A fellow worker called 911, and when the paramedics arrived, they saw that not only was Reid still alive, but in spite of his pain, his sense of humor was still in tact. As the paramedics bent to pick up the stretcher they had placed Reid in, he quipped, “Make sure you guys have a good grip on this thing. I’d hate for you to drop me.” The doctors who later examined Reid said that he was fine except for some bruising on his lungs, and some very colourful exterior bruising.
We may not realize it but we are a lot like Randy Reid! “How you say?” Many times God has protected you from the monumental. That accident that almost happened, the disaster that could have happened to you! God comes to us this morning at Rosebank to say, “Hey, don’t sweat it – I’m still on the throne and I still have control.”

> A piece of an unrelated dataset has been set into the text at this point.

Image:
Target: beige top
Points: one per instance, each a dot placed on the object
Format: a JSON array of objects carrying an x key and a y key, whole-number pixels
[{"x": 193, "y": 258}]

Recently Richard and Carol travelled to Argentina and I don’t know how many of you know this but Richard has a real fear of flying! Actually Carol is just a little nervous of being at 40,000 feet too, so before they left they upped their insurance policy for accidental death to a cool one million. Just a precaution you understand. The night they before they left they were really beginning to get nervous so to take their mind off what might happen they went out for Chinese Food. When the fortune cookies finally came, Richard’s said, “A recent investment you have just made will pay off big for those you love.”
Richard called me, hyperventilating a little and I said, “Richard there is no sense worrying, …. Everyone has a time to die and worrying about it won’t help.” He said, “I’m not concerned about it being my time to die or even Carols. What worries me is, - what if it’s the pilot’s time to die?”
Jackie and I were over at Richard and Carol’s to see the pictures after they arrived home and I asked him about the flight and how it went. He said they hit a fair amount of turbulence as they were flying over the Caribbean. Carol piped up and said, “Yeh, and Richard was so nervous he called a stewardess over and asked her point blank, “Mamm, I don’t mean to sound nervous, but how often do planes like this one crash?” She looked him right in the eye and said, “It’s the same every time – they only crash once!” Richard was not comforted! The fact is we all worry about something, sometime. Now to be truthful, the former account of Richard and Carol’s trip was fiction as it relates to fear, but many people do worry about the “What if’s in life.”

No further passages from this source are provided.